Sustainability is embedded in the strategies of the world’s leading FMCG companies, and includes energy use, raw material sourcing, the environment, human and animal welfare, waste, water usage, and so on. Top of the agenda in 2013 – and beyond – will be charting the progress made by industry, as a whole, and individual businesses.
3. Governance and regulation
Greater emphasis will be directed at creating a legislative framework that works in the interest of consumers and encourages positive dietary changes, particularly in regions of the world where governments prioritise public health issues, such as rising obesity levels. Expect continued scrutiny of the use of salt, fat and sugar, as well as how ‘healthy’ foods are marketed.
4. Innovation and consumers
The business environment looks pretty tough but there’s also plenty of opportunity for companies that are prepared to innovate. One of the biggest innovation areas to (continue to) focus on in 2013 will be health and wellness. The stand-out health and wellness trends of 2013 are as follows:
5. Natural trend beds in
The march to all things natural is likely to as consumers increasingly buy into the perceived healthiness of the additive-free/natural proposition. Leatherhead believes that manufacturers will continue to adopt a natural/clean label policy wherever beneficial.
6. The future of functional foods
There is considerable interest in how the European functional food market performs in the wake of the enforcement of EFSA’s article 13.1 general health claims. Leatherhead feels that the legal enforcement of health claims will have little impact and that the market will continue to grow. However, consumers want to see proof, verified by independent science, that the product lives up to its promise.
7. Free From’ to build on success
‘Free From’ was the success story of 2012, and we expect the unbounded growth of ‘Free From’ foods to continue into 2013. Expect more activity from big brands wanting a piece of the action and moving products off the ‘Free From’ aisle and putting them next to category competitors.
8. Salt, fat and sugar
Interest will not wane in the effort to reduce salt, fat and sugar. Incremental reduction will continue and compliment breakthrough technologies and processes to achieve step-change reductions.
9. Ageing population opportunities build
Manufacturers are looking for ways to satisfy the specific needs and wants of ‘older consumers’. One of the key opportunity areas is to develop products that help to ameliorate escalating health concerns. But health is not the only focus, so too is packaging adaptation and segmented communications that appeal but don’t patronise.

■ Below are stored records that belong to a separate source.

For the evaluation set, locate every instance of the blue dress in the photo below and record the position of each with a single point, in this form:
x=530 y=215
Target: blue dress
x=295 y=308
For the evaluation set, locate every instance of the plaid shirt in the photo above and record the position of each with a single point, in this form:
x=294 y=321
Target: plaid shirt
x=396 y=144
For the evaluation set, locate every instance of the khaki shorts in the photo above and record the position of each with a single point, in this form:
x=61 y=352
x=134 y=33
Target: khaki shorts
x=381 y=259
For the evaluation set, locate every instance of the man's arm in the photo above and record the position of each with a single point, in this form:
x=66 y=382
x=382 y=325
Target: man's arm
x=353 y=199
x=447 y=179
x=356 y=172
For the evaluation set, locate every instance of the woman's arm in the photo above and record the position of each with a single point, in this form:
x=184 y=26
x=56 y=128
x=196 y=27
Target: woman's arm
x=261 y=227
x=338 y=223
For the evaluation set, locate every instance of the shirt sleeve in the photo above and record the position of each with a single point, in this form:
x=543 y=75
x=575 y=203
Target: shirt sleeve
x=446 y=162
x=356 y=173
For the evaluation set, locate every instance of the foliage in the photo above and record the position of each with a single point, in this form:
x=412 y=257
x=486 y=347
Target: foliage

10. Ingredients take centre stage
Additives and ingredients now have considerable recognition and importance to consumers. The presence of certain ingredients can transform the value proposition of the product, if the consumer perceives it, to deliver tangible benefits. Leatherhead believes that how consumers perceive certain ingredients will have even greater influence on overall liking of the product than ever before and ingredients will take more of a centre stage.